Comme ce bureau s’ajouta aux réglementations régissant la quarantaine, les Marseillais furent largement protégés de la peste pendant 140 ans. Toutefois, ce système sophistiqué de protection ne fonctionna pas adéquatement en 1720. Certains membres du bureau montrèrent un certain laxisme dans l’application de la réglementation.

La peste fut introduite à Marseille le 25 mai 1720 par le navire marchand Grand-Saint-Antoine, qui était en provenance de Sidon au Liban et qui avait fait escale à Smyrne, Tripoli et Chypre, trois foyers de contamination. Un passager turc, suivi de plusieurs membres de l’équipage, et même le chirurgien du navire, furent contaminés. D’ailleurs, pour cette raison, le navire se vit refuser l’entrée à Livourne en Italie.

En arrivant à Marseille, le navire fut mis en stricte quarantaine conformément à la réglementation en vigueur. Néanmoins, la peste fut introduite dans la ville par des rongeurs provenant du navire, sous la pression de riches marchands qui avaient besoin de la cargaison de soie et de coton que le navire transportait en vue de la grande foire médiévale de Beaucaire. Ainsi, les autorités levèrent en partie la quarantaine. 

En conséquence, plusieurs officiers du navire furent autorisés à entrer dans la ville et les marins déchargèrent les marchandises sur des chaloupes. Les autorités constatèrent rapidement la propagation de la peste dans la ville où les officiers logeaient. Toutefois, les autorités furent lentes à réagir. Lorsqu’elles apportèrent les soins appropriés au début d’août, il était déjà trop tard. Les hôpitaux, submergés par le nombre de malades, étaient incapables de répondre à la demande. 

Finalement, les autorités municipales tentèrent d’imposer un cordon sanitaire le 1er août pour contenir la propagation de la peste. Mais plus de 10 000 personnes avaient déjà fui la ville, étendant la maladie aux campagnes et aux villes environnantes. Ainsi, la peste se propagea non seulement dans toute la ville, mais contamina graduellement aussi toute la Provence.
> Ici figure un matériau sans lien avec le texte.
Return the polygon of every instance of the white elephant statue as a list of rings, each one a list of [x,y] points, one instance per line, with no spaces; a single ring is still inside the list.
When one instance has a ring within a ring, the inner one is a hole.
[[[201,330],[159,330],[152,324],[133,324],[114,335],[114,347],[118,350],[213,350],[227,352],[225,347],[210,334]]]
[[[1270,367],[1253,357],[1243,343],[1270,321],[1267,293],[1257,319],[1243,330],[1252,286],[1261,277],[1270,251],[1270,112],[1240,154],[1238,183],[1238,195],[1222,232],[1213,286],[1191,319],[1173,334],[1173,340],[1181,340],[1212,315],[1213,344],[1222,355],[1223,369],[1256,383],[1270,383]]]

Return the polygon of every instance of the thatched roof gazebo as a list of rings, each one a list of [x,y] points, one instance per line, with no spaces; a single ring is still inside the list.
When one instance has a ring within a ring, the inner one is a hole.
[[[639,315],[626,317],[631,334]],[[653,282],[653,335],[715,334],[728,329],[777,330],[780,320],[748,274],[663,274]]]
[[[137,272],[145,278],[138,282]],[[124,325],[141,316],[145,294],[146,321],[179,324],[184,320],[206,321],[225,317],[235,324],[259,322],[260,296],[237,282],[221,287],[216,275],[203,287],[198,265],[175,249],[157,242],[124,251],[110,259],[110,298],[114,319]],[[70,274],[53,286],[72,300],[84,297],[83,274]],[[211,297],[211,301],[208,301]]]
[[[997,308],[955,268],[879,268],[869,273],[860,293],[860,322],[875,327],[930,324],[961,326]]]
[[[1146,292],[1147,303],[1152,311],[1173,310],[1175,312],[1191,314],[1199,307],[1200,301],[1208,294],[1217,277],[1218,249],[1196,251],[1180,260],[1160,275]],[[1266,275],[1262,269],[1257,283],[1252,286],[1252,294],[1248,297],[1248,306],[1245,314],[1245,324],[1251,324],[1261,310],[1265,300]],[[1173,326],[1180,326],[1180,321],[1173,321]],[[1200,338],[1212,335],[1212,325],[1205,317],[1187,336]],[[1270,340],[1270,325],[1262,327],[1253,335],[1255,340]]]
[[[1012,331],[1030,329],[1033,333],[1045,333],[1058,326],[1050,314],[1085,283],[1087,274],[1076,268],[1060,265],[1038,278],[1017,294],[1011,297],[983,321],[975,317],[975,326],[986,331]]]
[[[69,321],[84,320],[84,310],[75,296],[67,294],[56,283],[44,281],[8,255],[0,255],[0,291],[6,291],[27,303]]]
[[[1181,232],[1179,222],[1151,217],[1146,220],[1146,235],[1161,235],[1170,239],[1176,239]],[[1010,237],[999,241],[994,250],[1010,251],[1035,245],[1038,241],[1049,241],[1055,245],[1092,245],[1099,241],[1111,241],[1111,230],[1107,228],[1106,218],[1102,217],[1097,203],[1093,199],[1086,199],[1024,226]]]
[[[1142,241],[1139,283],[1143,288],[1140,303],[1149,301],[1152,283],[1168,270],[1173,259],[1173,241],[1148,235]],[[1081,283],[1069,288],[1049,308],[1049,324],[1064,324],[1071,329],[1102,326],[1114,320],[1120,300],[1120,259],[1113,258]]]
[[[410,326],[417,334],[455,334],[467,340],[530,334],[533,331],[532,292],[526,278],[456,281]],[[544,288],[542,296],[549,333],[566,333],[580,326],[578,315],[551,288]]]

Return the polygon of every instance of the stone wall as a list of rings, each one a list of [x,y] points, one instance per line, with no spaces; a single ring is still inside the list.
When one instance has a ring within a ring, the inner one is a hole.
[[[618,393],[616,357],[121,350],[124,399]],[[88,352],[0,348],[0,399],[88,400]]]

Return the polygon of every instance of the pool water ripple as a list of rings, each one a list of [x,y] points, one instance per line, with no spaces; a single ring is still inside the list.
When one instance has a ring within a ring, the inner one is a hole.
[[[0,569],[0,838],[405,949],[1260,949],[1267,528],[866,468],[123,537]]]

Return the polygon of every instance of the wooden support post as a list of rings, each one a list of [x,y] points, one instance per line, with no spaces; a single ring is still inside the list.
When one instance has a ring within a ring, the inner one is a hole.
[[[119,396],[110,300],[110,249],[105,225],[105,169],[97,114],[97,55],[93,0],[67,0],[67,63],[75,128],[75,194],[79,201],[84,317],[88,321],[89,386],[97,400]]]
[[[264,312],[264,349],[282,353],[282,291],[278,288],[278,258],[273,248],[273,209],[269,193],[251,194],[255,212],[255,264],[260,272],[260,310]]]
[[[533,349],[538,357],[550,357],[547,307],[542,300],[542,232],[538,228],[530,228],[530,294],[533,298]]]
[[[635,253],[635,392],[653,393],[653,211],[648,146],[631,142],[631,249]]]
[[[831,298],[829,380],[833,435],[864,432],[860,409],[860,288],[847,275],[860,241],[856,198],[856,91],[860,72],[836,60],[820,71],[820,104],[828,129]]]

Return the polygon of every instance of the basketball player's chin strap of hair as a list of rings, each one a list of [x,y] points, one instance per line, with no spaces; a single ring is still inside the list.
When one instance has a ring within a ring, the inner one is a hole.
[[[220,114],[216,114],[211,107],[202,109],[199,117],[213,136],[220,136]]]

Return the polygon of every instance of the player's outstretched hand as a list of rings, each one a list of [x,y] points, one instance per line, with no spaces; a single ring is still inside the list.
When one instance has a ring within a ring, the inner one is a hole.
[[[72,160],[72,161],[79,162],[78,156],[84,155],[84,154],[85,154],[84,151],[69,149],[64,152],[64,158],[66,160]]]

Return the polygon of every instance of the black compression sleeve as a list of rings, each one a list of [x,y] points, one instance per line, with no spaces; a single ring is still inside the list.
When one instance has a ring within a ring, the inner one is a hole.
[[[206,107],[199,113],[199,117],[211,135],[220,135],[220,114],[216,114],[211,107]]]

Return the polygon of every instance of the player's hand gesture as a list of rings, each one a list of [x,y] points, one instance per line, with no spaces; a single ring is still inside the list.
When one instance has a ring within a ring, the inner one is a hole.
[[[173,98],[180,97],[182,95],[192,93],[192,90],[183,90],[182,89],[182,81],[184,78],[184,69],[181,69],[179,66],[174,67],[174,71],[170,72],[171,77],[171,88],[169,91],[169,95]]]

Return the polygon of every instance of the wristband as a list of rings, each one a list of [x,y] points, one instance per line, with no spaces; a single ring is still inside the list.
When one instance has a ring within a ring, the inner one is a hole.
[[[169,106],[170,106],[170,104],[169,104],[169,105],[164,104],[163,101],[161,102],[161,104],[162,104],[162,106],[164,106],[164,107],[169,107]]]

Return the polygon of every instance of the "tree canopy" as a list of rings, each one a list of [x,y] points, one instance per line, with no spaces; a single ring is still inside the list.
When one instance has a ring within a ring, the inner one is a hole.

À partir d’août, les autorités municipales bénéficièrent de l’aide de 500 esclaves pour ramasser les 3000 cadavres gisant dans les rues de la ville qui dégageaient une puanteur intolérable. En quelques mois, le plus important port de France et une ville florissante avaient été ainsi réduits à la misère. Toute l’infrastructure sociale s’effondra. Les pauvres souffrirent particulièrement, étant réduits au chômage et à la famine.
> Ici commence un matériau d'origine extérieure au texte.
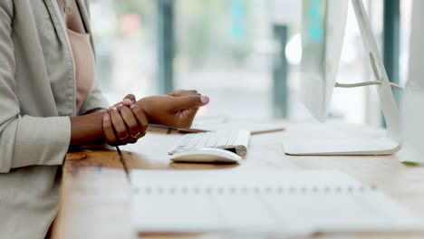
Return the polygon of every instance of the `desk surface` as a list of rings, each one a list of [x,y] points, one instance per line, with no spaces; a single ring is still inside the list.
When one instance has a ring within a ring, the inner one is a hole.
[[[178,134],[150,132],[136,145],[121,147],[128,169],[249,170],[278,168],[336,169],[384,190],[424,216],[424,167],[400,163],[405,152],[388,157],[294,157],[284,155],[284,140],[303,138],[345,139],[372,136],[377,130],[342,123],[285,122],[286,130],[252,136],[240,165],[170,163],[168,149]],[[53,238],[138,238],[130,225],[130,184],[114,150],[67,155],[61,205]],[[201,238],[202,234],[143,234],[143,238]],[[424,238],[421,234],[322,234],[311,238]],[[304,237],[302,237],[304,238]]]

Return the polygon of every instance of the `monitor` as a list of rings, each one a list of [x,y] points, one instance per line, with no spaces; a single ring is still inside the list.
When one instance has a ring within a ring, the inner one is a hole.
[[[424,1],[412,5],[410,70],[402,107],[404,161],[424,163]]]
[[[375,81],[358,84],[336,82],[345,33],[349,2],[353,6]],[[328,113],[333,88],[375,84],[385,117],[384,135],[366,139],[309,139],[284,142],[289,155],[390,155],[401,148],[400,112],[362,0],[305,0],[303,16],[301,99],[320,121]],[[311,17],[313,19],[311,19]],[[321,36],[321,37],[318,37]],[[324,135],[323,137],[325,137]]]

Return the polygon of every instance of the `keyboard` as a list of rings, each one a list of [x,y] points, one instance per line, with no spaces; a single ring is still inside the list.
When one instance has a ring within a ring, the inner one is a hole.
[[[184,135],[169,151],[169,155],[195,148],[217,148],[246,156],[250,131],[226,130]]]

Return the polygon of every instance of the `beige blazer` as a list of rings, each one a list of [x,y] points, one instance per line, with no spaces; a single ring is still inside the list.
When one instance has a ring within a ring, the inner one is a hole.
[[[77,1],[90,31],[88,3]],[[75,112],[65,27],[56,0],[0,0],[1,238],[44,238],[57,214],[69,117],[107,107],[96,84]]]

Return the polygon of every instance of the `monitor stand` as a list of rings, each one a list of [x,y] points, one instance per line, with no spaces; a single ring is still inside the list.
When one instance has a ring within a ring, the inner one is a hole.
[[[368,14],[361,0],[352,0],[361,34],[369,51],[370,63],[376,81],[381,106],[386,120],[386,135],[381,138],[363,139],[322,140],[304,139],[288,141],[284,144],[284,150],[288,155],[296,156],[352,156],[352,155],[391,155],[402,148],[400,134],[400,113],[391,90],[389,77],[380,54],[377,42],[368,19]]]

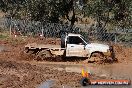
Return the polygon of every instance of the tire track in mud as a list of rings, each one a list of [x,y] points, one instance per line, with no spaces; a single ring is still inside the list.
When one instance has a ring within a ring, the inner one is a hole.
[[[53,66],[40,67],[29,63],[0,61],[0,87],[35,88],[46,80],[55,80],[54,87],[69,85],[80,87],[81,75],[75,72],[58,71]],[[53,87],[53,88],[54,88]]]

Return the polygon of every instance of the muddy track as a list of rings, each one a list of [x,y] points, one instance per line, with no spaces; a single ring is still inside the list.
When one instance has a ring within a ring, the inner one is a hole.
[[[78,73],[58,71],[52,66],[40,67],[29,63],[0,61],[0,87],[2,88],[35,88],[46,80],[55,80],[53,86],[58,88],[67,84],[73,88],[80,87],[78,83],[80,78],[81,75]]]

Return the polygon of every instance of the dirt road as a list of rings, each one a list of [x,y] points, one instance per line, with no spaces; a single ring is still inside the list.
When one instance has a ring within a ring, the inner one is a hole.
[[[80,88],[81,69],[90,71],[93,79],[131,79],[132,49],[116,48],[118,63],[87,64],[83,61],[52,62],[33,61],[32,56],[24,56],[21,51],[28,42],[59,44],[49,40],[33,39],[1,41],[0,88]],[[57,40],[58,41],[58,40]],[[4,47],[4,48],[3,48]],[[4,49],[4,50],[3,50]],[[132,88],[132,86],[90,86],[91,88]]]

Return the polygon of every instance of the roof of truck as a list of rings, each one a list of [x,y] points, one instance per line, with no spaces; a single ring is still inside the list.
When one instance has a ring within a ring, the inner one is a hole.
[[[69,33],[68,36],[81,36],[80,34]]]

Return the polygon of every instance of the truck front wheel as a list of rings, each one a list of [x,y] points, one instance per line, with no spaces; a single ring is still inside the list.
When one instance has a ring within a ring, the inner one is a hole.
[[[52,57],[52,54],[50,53],[50,51],[42,50],[36,56],[36,60],[45,60],[45,59],[48,59],[48,58],[51,58],[51,57]]]
[[[90,56],[88,62],[103,62],[105,60],[105,56],[101,52],[93,52]]]

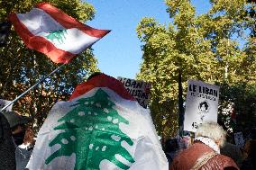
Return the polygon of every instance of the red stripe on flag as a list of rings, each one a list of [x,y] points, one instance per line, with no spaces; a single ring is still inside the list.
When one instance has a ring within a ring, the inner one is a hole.
[[[42,37],[34,36],[32,32],[30,32],[27,27],[20,22],[15,13],[11,13],[9,15],[9,20],[13,22],[15,31],[28,48],[44,53],[53,62],[69,63],[69,61],[75,56],[75,54],[57,49],[50,41]]]
[[[105,74],[96,76],[88,81],[78,85],[72,93],[69,101],[85,94],[86,93],[96,87],[107,87],[115,92],[123,99],[135,101],[133,96],[128,93],[128,91],[124,88],[124,86],[119,80],[116,80],[115,78]]]
[[[102,38],[105,35],[106,35],[108,32],[110,32],[109,30],[99,30],[86,25],[78,22],[75,18],[69,16],[59,9],[52,6],[48,3],[40,3],[36,5],[36,7],[43,10],[45,13],[50,14],[54,20],[56,20],[59,24],[61,24],[63,27],[67,29],[78,28],[86,34],[96,38]]]

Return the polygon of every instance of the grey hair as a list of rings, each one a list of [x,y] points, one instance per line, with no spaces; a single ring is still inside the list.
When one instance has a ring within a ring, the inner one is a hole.
[[[215,140],[215,143],[219,142],[220,146],[222,147],[225,142],[226,132],[218,123],[208,121],[202,123],[198,127],[195,136],[196,138],[206,137]]]

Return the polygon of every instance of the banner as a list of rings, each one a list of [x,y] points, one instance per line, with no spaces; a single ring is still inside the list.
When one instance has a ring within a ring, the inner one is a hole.
[[[184,130],[196,132],[204,121],[217,122],[219,86],[188,80]]]
[[[4,100],[4,99],[0,99],[0,110],[2,108],[4,108],[5,105],[9,104],[12,101],[7,101],[7,100]],[[5,110],[2,111],[2,112],[11,112],[13,108],[13,104],[11,104],[10,106],[8,106]]]
[[[151,84],[142,80],[133,80],[122,76],[118,76],[117,79],[122,82],[129,94],[137,99],[138,103],[143,108],[148,107]]]
[[[52,107],[27,168],[168,170],[168,162],[150,111],[120,81],[102,74]]]

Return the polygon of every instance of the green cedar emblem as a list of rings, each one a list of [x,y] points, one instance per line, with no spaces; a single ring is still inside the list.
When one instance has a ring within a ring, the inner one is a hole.
[[[66,39],[65,34],[67,34],[67,30],[51,31],[46,38],[51,41],[57,40],[59,44],[63,44],[64,40]]]
[[[121,146],[123,140],[133,145],[133,140],[119,129],[120,122],[129,124],[129,121],[113,108],[115,104],[108,97],[105,91],[99,89],[94,96],[78,100],[72,105],[77,107],[58,120],[58,122],[63,122],[54,130],[65,131],[58,134],[49,146],[59,144],[61,147],[46,159],[45,164],[58,157],[75,153],[75,170],[99,169],[104,159],[122,169],[130,168],[114,157],[119,154],[130,163],[134,162],[130,153]]]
Les registres officiels rapportent la mort de 39 334 personnes sur les 90 000 Marseillais. Mais certaines estimations fixent le nombre de morts à 45 000, voire 50 000. De plus, au moins 50 000 personnes vivant dans le reste de la Provence furent victimes de l’épidémie, alors que la peste se propageait dans les villes d’Aix-en-Provence, Arles, Apt et Toulon, qui perdirent de 25 % à 40 % de leur population.

Face au désastre frappant Marseille, le gouvernement royal décida de gérer la crise. Ce fut le début en Occident d’une administration centrale choisissant de se superposer aux autorités locales. Versailles supervisa alors tous les aspects de la crise, plaçant la ville de Marseille sous tutelle, ordonnant la fermeture du port, plaçant la ville en quarantaine, et s’occupant de la distribution de la nourriture, du nettoyage des rues, de la réglementation des marchés, etc.

L’histoire tragique de la Grande Peste de Marseille est un vibrant rappel de ce qui peut se passer lorsque les autorités politiques privilégient les intérêts économiques plutôt que la santé publique. Comme en 1720, l’incapacité d’une certaine administration américaine à prendre les mesures appropriées dès les premiers jours de l’épidémie de coronavirus est responsable de la propagation du virus et par conséquent des milliers de morts qui en résultent.

Gilles Vandal est historien de formation et professeur émérite à l’École de politique appliquée de l’Université de Sherbrooke.